New Policy Report: Professional Electoral Management

 
 

New Policy report

Building Professional Electoral Management

By Jeffrey Karp, Alessandro Nai, Miguel Angel Lara Otaola and Pippa Norris

University of Sydney, January 2017

Electoral Management Bodies (EMBs) are the central agencies responsible for running elections in countries around the world.

This report, developed by EIP in conjunction with the Association of World Electoral Bodies (A-WEB), examines how to strengthen professional electoral administration.

Electoral management bodies (EMBs) are the front-line agencies for electoral governance. Ideally for contests to meet global norms, electoral officials should ensure that they deliver public services meeting professional international standards. 

As International IDEA suggests, electoral management should seek to follow certain fundamental guiding principles, including independence, impartiality, integrity, transparency, efficiency, professionalism and service-mindedness.

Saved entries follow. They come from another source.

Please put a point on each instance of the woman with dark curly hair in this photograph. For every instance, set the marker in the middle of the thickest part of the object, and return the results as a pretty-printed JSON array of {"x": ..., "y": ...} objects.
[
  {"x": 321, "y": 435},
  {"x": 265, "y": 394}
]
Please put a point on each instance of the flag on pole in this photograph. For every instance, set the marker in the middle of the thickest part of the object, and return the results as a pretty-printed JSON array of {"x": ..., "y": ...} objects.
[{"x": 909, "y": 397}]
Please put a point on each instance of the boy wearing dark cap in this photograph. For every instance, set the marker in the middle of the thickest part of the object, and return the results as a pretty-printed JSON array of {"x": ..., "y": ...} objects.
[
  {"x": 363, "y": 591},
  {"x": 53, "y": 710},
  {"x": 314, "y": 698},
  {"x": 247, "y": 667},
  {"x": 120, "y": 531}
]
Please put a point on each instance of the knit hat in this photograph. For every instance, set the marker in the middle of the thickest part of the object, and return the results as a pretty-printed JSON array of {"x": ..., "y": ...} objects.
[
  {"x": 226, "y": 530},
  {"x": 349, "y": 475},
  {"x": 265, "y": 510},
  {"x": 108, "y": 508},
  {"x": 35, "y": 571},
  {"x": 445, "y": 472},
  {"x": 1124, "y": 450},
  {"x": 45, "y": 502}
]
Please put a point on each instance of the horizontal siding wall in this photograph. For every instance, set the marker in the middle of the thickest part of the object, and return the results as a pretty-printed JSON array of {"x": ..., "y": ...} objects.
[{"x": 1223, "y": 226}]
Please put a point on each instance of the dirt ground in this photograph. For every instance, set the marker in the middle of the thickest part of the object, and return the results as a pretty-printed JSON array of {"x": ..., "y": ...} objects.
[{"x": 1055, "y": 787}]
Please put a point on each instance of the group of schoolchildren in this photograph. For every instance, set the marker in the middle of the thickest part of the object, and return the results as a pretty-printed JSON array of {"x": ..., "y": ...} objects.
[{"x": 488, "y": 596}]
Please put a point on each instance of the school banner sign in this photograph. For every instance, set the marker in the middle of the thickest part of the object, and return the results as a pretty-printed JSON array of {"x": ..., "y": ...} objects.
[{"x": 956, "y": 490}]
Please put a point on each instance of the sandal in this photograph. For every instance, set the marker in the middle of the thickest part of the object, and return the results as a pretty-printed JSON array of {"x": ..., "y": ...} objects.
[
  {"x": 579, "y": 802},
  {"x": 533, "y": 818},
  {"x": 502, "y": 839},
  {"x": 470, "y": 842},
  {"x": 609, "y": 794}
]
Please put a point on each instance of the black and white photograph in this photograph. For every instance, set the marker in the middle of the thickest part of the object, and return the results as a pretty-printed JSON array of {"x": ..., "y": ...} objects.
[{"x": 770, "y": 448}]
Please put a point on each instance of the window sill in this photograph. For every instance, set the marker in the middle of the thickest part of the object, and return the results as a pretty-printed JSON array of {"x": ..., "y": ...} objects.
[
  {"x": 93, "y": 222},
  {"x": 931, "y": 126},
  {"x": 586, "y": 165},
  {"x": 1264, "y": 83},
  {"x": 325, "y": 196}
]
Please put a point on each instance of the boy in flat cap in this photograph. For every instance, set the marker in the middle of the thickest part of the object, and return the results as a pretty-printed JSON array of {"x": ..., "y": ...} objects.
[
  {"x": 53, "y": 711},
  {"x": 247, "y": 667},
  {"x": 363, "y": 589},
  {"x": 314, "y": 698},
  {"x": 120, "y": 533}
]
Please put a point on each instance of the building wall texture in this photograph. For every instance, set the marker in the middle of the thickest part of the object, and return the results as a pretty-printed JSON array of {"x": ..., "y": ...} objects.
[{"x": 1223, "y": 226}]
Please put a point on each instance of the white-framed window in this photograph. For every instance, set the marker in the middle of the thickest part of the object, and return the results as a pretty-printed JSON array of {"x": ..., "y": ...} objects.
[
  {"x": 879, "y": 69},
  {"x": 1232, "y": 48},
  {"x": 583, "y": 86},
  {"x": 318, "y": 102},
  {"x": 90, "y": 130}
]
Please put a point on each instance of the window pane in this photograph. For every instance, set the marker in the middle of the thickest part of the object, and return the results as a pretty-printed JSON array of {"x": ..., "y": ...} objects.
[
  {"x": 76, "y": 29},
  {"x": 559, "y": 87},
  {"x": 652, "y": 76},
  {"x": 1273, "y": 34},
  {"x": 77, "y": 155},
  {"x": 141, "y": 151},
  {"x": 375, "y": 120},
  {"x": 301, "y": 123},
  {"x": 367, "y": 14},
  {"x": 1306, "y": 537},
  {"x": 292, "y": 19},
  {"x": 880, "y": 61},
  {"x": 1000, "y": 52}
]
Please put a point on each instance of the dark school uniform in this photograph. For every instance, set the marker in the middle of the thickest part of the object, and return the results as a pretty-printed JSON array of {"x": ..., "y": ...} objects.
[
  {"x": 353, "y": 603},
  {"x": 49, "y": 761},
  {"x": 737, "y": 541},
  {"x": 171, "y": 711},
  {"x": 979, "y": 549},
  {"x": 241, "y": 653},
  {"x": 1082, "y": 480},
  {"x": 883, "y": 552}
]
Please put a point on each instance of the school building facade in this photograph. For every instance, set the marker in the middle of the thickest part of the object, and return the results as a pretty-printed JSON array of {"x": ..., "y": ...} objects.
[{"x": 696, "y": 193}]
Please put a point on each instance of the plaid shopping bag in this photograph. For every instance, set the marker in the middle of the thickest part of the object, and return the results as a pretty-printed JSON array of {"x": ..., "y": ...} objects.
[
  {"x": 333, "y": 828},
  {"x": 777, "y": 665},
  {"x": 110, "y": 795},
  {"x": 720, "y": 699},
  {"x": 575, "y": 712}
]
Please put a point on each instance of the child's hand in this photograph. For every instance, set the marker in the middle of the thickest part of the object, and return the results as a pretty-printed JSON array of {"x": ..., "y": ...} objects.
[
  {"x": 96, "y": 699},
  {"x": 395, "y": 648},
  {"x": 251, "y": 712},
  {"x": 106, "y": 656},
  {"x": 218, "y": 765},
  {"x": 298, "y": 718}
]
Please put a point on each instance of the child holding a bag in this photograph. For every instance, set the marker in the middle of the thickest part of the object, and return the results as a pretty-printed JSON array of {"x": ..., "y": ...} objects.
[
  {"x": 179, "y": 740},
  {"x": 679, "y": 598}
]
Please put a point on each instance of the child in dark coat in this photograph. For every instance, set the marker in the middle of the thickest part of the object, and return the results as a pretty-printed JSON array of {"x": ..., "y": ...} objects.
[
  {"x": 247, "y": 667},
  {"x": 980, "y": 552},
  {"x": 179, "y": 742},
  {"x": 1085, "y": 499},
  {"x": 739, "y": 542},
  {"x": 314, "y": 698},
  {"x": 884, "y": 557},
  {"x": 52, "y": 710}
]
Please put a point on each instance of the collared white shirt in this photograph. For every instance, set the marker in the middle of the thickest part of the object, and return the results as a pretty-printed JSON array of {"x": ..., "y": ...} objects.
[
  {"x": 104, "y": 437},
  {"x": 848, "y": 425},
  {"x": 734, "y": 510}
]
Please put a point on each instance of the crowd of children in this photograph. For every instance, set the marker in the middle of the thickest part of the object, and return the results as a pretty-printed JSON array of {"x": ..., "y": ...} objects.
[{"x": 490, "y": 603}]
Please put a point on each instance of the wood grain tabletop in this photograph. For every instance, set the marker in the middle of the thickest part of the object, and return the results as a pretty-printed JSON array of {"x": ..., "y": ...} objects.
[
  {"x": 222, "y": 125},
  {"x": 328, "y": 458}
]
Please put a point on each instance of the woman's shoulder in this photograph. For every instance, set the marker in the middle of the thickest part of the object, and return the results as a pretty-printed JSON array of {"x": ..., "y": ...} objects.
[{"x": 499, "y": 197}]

Yet meeting these ideal standards generates major challenges. These organizations are typically responsible for a wide range of tasks, which may include determining who is eligible to vote, who or what appears on the ballot, polling and conducting and tabulating the votes. EMBs may also be involved with the regulation and oversight of campaign finance, the registration of political parties, the role of the news media during campaigns, electoral boundaries, civic education, and dispute resolution.

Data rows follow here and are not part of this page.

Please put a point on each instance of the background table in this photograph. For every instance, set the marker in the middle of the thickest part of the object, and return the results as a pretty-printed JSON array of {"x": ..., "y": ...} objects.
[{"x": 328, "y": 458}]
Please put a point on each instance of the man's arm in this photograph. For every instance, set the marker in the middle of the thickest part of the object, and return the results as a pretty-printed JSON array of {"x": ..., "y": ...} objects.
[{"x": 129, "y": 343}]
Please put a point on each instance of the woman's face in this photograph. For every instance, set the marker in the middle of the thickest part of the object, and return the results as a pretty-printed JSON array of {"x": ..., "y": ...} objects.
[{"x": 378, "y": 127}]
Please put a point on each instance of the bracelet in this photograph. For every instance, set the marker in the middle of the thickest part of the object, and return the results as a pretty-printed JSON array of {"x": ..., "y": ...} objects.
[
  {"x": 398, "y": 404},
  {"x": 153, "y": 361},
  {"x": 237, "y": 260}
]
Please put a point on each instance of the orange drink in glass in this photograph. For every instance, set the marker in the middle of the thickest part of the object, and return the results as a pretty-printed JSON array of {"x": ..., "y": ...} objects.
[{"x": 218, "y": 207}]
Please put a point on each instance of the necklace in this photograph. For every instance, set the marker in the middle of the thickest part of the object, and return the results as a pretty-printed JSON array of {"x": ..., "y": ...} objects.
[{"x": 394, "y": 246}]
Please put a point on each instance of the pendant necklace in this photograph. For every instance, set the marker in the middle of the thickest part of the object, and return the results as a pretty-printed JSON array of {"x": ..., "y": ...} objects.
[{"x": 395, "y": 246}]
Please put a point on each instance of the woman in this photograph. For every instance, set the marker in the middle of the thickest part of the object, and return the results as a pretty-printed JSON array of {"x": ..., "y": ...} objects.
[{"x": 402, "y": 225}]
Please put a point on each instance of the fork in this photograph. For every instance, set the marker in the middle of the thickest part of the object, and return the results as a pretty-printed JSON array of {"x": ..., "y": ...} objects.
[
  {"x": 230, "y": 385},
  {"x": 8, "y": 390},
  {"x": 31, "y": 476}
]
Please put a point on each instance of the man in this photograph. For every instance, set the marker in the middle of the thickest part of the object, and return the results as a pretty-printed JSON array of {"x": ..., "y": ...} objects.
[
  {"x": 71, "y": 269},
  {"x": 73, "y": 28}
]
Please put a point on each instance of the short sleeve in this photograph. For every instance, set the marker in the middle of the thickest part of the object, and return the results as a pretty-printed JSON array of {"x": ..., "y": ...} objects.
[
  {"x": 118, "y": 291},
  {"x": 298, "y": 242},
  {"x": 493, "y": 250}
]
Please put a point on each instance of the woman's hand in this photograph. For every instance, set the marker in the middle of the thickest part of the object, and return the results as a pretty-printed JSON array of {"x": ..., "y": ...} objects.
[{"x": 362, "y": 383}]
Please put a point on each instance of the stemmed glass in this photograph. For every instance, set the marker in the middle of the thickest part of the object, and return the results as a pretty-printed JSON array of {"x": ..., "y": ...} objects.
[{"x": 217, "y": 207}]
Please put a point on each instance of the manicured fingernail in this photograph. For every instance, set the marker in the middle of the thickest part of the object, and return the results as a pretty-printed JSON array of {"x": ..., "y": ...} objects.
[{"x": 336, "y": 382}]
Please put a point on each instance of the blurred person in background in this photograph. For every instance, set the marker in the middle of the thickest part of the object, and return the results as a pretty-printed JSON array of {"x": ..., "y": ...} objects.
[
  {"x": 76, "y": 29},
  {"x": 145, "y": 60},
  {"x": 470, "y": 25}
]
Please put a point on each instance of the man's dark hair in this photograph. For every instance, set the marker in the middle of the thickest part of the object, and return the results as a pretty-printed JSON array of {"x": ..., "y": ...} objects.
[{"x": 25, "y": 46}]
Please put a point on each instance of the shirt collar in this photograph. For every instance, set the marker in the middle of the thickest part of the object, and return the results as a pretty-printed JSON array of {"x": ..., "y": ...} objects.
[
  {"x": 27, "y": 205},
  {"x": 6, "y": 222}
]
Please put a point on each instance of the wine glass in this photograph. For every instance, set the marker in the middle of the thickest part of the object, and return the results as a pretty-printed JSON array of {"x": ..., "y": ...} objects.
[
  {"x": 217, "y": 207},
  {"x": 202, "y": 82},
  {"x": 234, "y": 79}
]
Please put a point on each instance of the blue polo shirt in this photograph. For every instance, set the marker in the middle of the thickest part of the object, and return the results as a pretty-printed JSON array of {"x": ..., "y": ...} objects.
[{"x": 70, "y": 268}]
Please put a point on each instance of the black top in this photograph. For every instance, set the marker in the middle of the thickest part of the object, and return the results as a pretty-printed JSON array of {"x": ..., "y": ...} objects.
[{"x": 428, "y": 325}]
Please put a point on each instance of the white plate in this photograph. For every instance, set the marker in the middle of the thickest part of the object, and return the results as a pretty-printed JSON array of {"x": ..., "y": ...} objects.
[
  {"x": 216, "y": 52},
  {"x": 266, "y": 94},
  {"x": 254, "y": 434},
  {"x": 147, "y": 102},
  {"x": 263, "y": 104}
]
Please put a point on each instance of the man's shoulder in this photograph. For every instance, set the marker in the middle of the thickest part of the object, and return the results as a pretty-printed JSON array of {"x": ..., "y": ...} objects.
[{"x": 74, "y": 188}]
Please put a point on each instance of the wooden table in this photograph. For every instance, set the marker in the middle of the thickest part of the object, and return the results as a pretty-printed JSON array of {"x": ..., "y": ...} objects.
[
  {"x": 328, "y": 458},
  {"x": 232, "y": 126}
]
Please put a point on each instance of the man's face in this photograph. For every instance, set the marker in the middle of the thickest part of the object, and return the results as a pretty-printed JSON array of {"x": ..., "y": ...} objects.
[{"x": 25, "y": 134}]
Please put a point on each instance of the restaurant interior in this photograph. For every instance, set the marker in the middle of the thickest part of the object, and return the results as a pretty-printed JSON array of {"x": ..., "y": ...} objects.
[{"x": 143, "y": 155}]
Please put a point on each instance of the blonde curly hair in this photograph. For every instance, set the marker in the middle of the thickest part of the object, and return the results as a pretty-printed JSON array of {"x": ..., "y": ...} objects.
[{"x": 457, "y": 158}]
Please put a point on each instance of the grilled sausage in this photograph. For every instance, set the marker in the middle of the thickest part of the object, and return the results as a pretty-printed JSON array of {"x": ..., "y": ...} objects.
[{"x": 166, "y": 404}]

Consequently, EMBs serve multiple functions central for the smooth conduct of elections, for the legitimacy of democratic institutions, and for peaceful transitions in power. It is important to understand the capacity of EMBs to fulfill these functions – and the limits arising from limited technological, human and financial resources.

Evidence and methods

To understand these issues, the Electoral Learning and Capacity Training project (ELECT) collected information from three sources of data.

(i) The ELECT Organizational Survey about 35 diverse EMBs.

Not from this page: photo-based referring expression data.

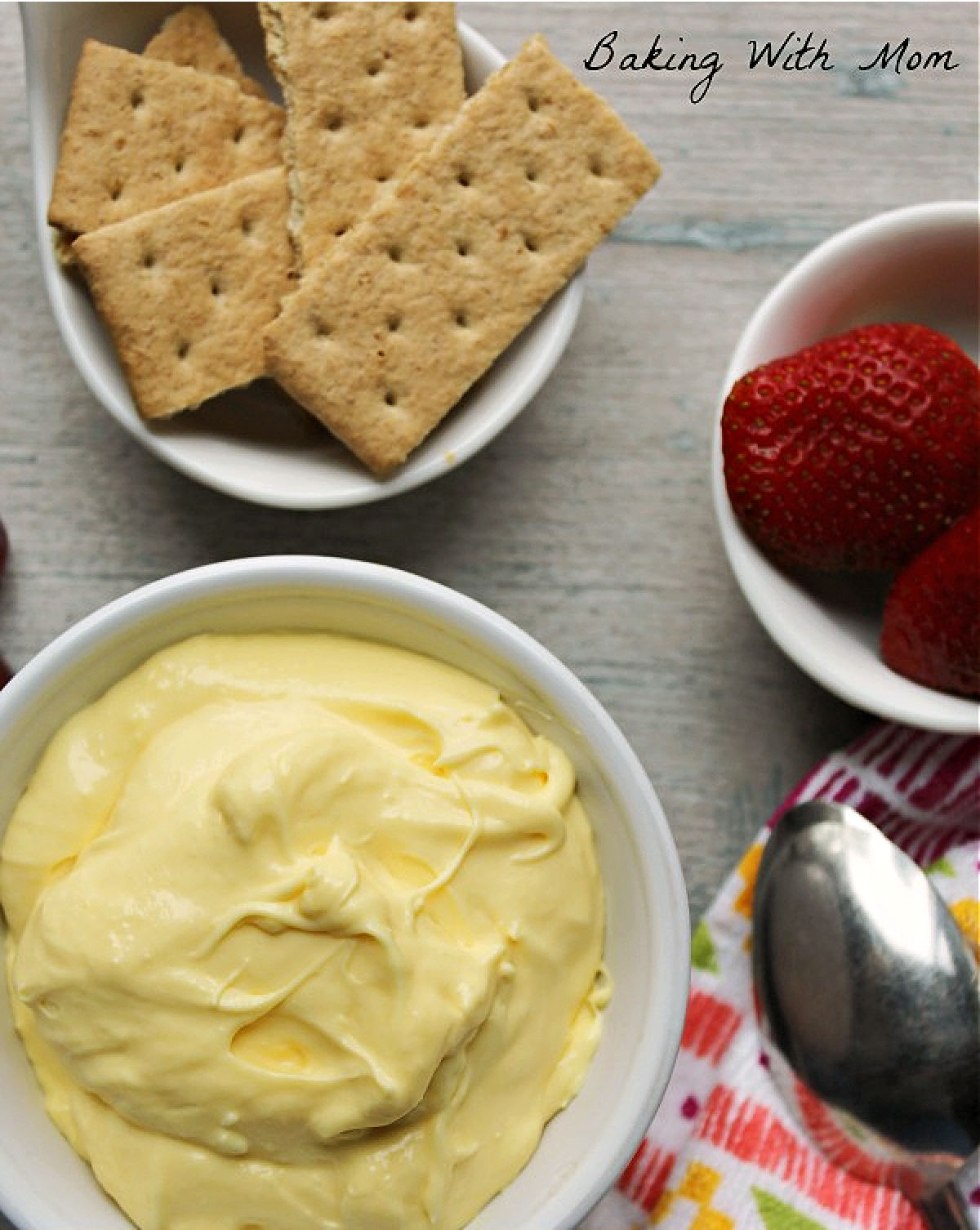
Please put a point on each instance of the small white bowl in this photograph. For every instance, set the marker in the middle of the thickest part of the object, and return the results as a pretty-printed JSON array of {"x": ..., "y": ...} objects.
[
  {"x": 43, "y": 1183},
  {"x": 909, "y": 265},
  {"x": 255, "y": 443}
]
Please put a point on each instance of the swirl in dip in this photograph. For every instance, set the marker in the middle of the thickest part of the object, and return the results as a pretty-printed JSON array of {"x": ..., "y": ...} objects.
[{"x": 305, "y": 931}]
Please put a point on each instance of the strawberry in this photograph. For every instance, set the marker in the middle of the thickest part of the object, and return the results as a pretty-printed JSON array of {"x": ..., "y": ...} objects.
[
  {"x": 931, "y": 629},
  {"x": 856, "y": 452}
]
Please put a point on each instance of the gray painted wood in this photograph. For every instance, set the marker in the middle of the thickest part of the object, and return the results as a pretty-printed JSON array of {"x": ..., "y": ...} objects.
[{"x": 589, "y": 520}]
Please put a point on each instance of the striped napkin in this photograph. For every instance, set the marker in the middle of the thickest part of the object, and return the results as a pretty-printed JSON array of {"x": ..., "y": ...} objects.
[{"x": 724, "y": 1152}]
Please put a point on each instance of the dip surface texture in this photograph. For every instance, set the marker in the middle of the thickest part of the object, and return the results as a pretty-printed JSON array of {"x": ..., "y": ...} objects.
[{"x": 304, "y": 933}]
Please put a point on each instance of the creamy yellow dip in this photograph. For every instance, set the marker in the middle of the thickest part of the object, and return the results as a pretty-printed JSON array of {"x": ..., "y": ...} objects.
[{"x": 303, "y": 933}]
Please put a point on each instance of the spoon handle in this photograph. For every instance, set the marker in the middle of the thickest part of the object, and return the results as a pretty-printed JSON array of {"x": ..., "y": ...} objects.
[{"x": 947, "y": 1210}]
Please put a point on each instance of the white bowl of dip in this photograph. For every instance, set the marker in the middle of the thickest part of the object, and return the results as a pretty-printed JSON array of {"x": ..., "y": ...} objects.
[
  {"x": 44, "y": 1185},
  {"x": 255, "y": 443}
]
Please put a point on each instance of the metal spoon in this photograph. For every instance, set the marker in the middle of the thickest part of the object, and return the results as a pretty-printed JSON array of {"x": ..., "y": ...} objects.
[{"x": 870, "y": 1001}]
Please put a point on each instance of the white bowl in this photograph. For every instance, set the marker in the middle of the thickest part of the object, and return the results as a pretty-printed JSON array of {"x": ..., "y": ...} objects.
[
  {"x": 909, "y": 265},
  {"x": 42, "y": 1183},
  {"x": 255, "y": 443}
]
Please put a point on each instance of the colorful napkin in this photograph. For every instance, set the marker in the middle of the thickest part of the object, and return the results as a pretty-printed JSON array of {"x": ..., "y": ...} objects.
[{"x": 724, "y": 1152}]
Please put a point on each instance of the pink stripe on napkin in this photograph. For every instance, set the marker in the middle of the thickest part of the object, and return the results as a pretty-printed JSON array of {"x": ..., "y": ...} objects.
[{"x": 724, "y": 1152}]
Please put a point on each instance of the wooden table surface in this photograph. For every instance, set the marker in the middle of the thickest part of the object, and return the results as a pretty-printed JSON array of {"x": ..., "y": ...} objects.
[{"x": 589, "y": 520}]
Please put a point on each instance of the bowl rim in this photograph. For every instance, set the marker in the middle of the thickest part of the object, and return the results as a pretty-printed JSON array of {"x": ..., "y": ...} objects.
[
  {"x": 554, "y": 328},
  {"x": 768, "y": 590},
  {"x": 502, "y": 641}
]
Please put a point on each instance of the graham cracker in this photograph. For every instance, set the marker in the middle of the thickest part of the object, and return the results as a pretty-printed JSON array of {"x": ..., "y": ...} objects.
[
  {"x": 389, "y": 330},
  {"x": 186, "y": 289},
  {"x": 367, "y": 87},
  {"x": 141, "y": 131},
  {"x": 191, "y": 37}
]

(ii) The ELECT Staff Survey gathered evidence from individual EMB staff working within two detailed case-studies South Korea and Mexico.

(iii) EMB performance was assessed through the Perceptions of Electoral Integrity expert survey (PEI-4.5).

The structure, professional ethos, and capacity of EMB's

The ELECT organization survey was completed by senior level managers in 35 diverse EMBs from around the world. These displayed varied performance, according to PEI-4.5. The data was used to construct measures of their formal structural independence, professional ethos, and the functional capacities.